Instagram works on similar principles but the inputs are messier. Reels behave a lot like TikTok, with watch time and replays driving distribution. The main feed and Stories are weighted differently because they sit on top of an older social graph. Meta still uses who you follow, who you message, whose posts you tend to like, and how recently any of that happened, as a heavy thumb on the scale. If you direct message a friend often, you will see their posts near the top. If you have not interacted with a brand account in months, you may stop seeing them altogether, even though you are technically still following them. The Explore tab is the closest cousin of TikTok’s For You page, and it relies on similar engagement signals from accounts and posts that look statistically similar to ones you have engaged with before.

YouTube is the oldest of the three and works on a slightly longer time horizon. The home page and the suggested videos column on the right of any video are powered by what Google calls a two stage system. The first stage casts a wide net and pulls in a few hundred candidate videos from the millions uploaded each day. The second stage ranks those candidates based on what it thinks you will click, watch and finish. The signals it weighs most heavily are click through rate, average view duration, and whether you tend to come back the next day. This is why YouTube creators talk about thumbnails and titles obsessively. A video can be brilliant, but if nobody clicks the thumbnail, the algorithm assumes it is uninteresting and stops recommending it. YouTube also tracks longer trends than the other two. Watch a 40 minute documentary on the Roman Empire and YouTube will quietly shape your home page around history content for weeks.

What all three systems share is a goal that has nothing to do with helping you. The goal is to maximise time spent in the app. That is the metric that drives advertising revenue, and advertising revenue is the business. Anything that keeps you scrolling is good for the algorithm, and anything that does not is treated as friction. This is not a conspiracy. It is just what the system has been told to optimise for, and it does so very efficiently. The result is that content which provokes a reaction, whether that is delight, outrage, envy or curiosity, tends to be promoted over content that is calm and informative. The platforms know this. They tweak the rules constantly to soften the worst effects, but the underlying incentive does not change.

The other thing worth understanding is how quickly your feed can shift. If you spend a weekend watching property videos because you are thinking about moving house, your home page on every platform will be smothered in property content for a week. If you accidentally watch one conspiracy clip to the end, you may see three more that evening. The algorithm has no sense of context. It cannot tell whether you watched something because you loved it or because you were horrified by it.
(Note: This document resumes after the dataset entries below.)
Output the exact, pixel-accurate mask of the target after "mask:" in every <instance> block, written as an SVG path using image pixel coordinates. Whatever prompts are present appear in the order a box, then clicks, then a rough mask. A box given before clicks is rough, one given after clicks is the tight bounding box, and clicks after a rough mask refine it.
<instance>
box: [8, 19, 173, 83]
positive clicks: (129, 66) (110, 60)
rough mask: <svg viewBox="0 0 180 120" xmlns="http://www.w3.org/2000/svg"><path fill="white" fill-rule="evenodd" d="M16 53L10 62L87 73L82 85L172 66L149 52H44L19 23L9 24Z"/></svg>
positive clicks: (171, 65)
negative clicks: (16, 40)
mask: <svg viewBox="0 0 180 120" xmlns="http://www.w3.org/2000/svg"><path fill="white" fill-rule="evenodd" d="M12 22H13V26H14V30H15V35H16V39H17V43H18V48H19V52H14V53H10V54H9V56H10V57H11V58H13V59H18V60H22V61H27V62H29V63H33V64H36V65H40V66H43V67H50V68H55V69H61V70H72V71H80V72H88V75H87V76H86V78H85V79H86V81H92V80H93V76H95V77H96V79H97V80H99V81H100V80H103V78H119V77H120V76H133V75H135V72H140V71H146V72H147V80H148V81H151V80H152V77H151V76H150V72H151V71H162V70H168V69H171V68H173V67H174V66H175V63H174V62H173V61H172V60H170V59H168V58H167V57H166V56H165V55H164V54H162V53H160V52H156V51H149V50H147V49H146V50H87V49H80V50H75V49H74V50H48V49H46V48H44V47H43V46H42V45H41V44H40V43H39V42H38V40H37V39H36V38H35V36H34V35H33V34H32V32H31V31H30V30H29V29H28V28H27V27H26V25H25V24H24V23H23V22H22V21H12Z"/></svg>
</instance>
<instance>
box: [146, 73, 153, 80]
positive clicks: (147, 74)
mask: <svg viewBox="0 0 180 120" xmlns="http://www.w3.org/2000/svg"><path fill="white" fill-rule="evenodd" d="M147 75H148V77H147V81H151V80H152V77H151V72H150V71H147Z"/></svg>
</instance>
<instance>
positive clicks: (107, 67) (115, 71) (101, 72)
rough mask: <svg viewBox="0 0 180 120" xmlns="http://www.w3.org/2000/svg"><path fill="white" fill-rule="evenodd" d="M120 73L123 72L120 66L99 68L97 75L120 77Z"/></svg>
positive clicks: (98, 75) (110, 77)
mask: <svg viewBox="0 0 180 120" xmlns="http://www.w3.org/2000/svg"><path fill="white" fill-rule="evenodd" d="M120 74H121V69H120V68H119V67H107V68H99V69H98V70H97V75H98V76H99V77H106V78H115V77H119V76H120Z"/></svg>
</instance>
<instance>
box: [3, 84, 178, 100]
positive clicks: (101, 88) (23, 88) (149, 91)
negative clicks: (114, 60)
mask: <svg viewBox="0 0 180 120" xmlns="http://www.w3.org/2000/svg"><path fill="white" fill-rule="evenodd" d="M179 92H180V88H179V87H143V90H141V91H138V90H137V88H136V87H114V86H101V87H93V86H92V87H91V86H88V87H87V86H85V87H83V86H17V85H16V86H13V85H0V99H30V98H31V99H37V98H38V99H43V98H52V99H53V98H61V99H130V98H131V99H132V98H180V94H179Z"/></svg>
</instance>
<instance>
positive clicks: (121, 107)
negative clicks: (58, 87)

All it sees is that you stayed.

The good news is that you can push back. Every platform offers a Not Interested button on individual posts, and using it actually works. Unfollowing or muting accounts that drag your feed in directions you do not want is more effective than most people realise. On YouTube you can clear your watch history, or pause it for a week, and watch the home page reset to something close to neutral. On TikTok you can long press a video and tell the app you want fewer like it. None of this gives you total control, but it does mean the feed is more like a garden than a weather system. If you never tend it, it will grow whatever the algorithm thinks will keep you watching. If you give it a little attention, it will start to look more like something you actually chose.

Algorithms are not evil and they are not particularly clever. They are pattern matchers running at vast scale, optimising for a single number, and they will keep doing that whether you understand them or not. The advantage of knowing roughly how they work is that you stop being surprised by what your feed shows you, and you stop blaming yourself for the time you lose to it. The phone is not reading your mind. It is just very good at noticing what you do not put down.